Algorithms and OOD (CSC 207 2014S) : Assignments

Project: Designing a JSON Library


Phase 1 due: 10:30 p.m., Wednesday, 16 April 2014.

Phase 2 due: 10:30 p.m., Wednesday, 23 April 2014.

Summary: In this project, you will implement a library that other programmers could use to deal with the JSON Data Interchange format.

Purposes: To give you experience working with lists and hash tables. To encourage you to explore problems of parsing. To help you think about writing public utility code (which is not the same as public-utility code). To explore other issues of design.

Collaboration: I encourage you to work in groups of size two to four, although you may work alone. You may discuss this project with anyone, provided you credit such discussions when you submit the assignment.

Submitting your work: Create a GitHub for your project with an appropriate name. Choose a name that might promote (or at least describe) your project. Email your grader the address of that repository. Please title your email “CSC207 2014S Phase 1 (Your Names)” and “CSC207 2014S Phase 2 (Your Names)”. You will also submit a short essay to Prof. Rebelsky (see below). Finally, you will present your API to the class (and anyone else I can get to attend the presentation) on Monday, 28 April 2014.

Warning: So that this assignment is a learning experience for everyone, we may spend class time publicly critiquing your work.

Background

One problem that creators of Web services face is designing interfaces through which clients can easily get complex data. XML was designed as one approach. However, many RESTful Web services instead use the JSON Data Interchange Format. JSON is a simple way to describe not only simple values and objects, but also arrays and compound objects (objects that include other objects).

The full details of JSON are specified in ECMA Standard 404, The JSON Data Interchange Format, available online at http://www.ecma-international.org/publications/files/ECMA-ST/ECMA-404.pdf. You can also find a more concise definition at http://www.json.org/.

JSON is pretty simple. Section 5 of the standard specifies that there are five kinds of values: objects, arrays, numbers, strings, and symbolic constants. There are three symbolic constants, true, false, and null.

Section 9 of the standard gives a description of JSON strings that you will find describes strings very much like those you have worked with in C and Java: Strings are sequences of characters surrounded by quotation marks. Certain characters within the string are represented by an escape sequence that starts with a backslash. For example, "hello" and "Sam says \"Hello\"" are both strings.

Section 8 of the standard gives a description of JSON numbers that you will find look much like numbers in C or Java: an optional negative sign, a bunch of digits, an optional period and sequence of digits, and an optional exponent. For example, 23, -11.23, 0.1, 4e25, and 1.4e25 are all numbers.

Section 7 of the standard gives a description of JSON arrays. In essence, an array is a sequence of values, surrounded by square braces and separated by commas. For example, [1,2,"hello"] is an array of two integers and a string.

Section 6 of the standard gives a description of JSON objects. JSON objects are comma-separated sequences of key/value pairs, surrounded by curley braces and separated by commas. Keys are always strings. Key/value pairs are separated by colons.
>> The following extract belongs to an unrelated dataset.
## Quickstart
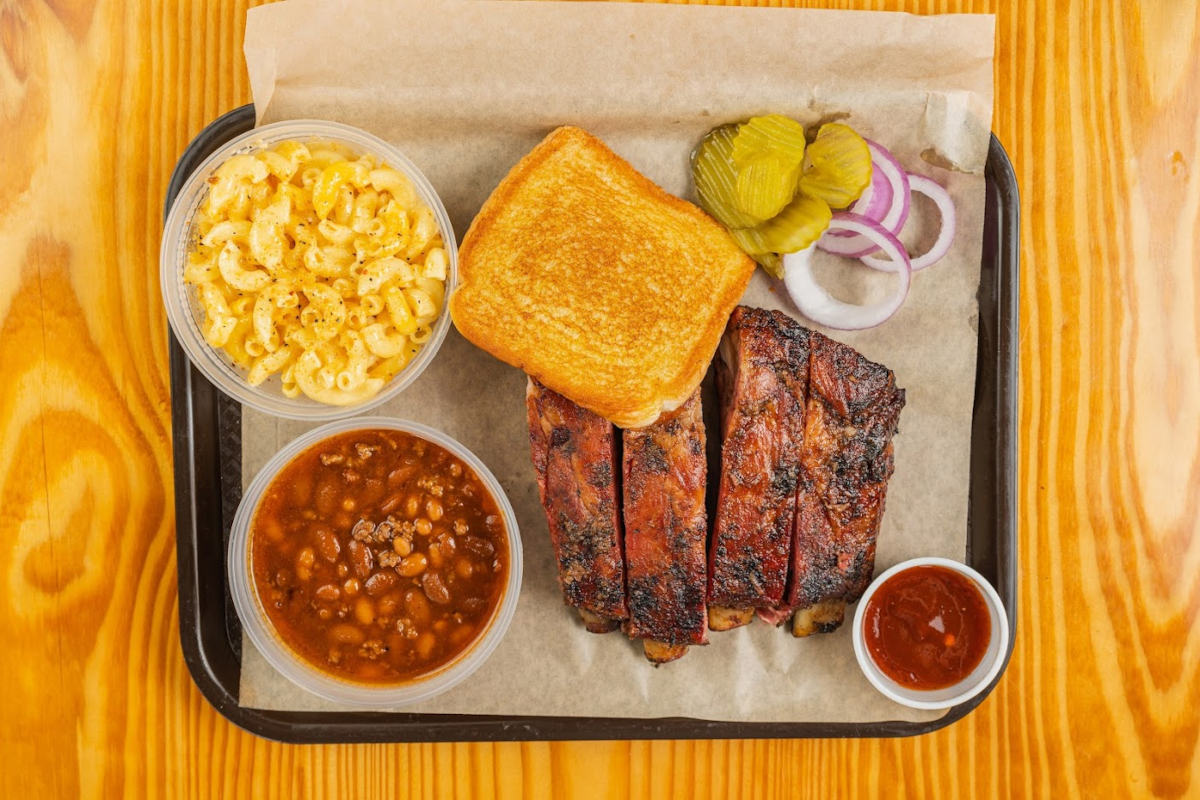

For example, an object to represent this class might look like {"Department":"CSC","Number":207,"Prof":{"LName":"Rebelsky","FName":"Sam"}}

And that's about it. As the last example suggests, the definition is recursive. Since objects are values, objects can contain other objects and arrays can contain objects. Similarly, since arrays are values, arrays can contain other arrays and arrays can contain objects.

Assignment

As you might expect, there are a few parsers for JSON written in Java. But evidence suggests that it's never a bad idea to have more - a well designed API or a particularly efficient implementation can convince people to switch. Your goal in this assignment is to create a simple but powerful library for handling JSON.

You will do this project in three phases. In phase 1, you will build the basic structure of the library: The design of the API, the unit tests, the core procedures. In phase 2, you will provide the additional aspects that might turn your class project into something that other people would use: additional procedures, documentation, even a license. In phase 3, you will report on the project to me and to the class.

Phase 1

Design and implement a basic API for JSON. Your API should include at least two basic methods, one to convert a string of JSON code to a Java object that corresponds to the code and one to convert such an object back to JSON.

You may choose what objects are best to represent the various JSON values.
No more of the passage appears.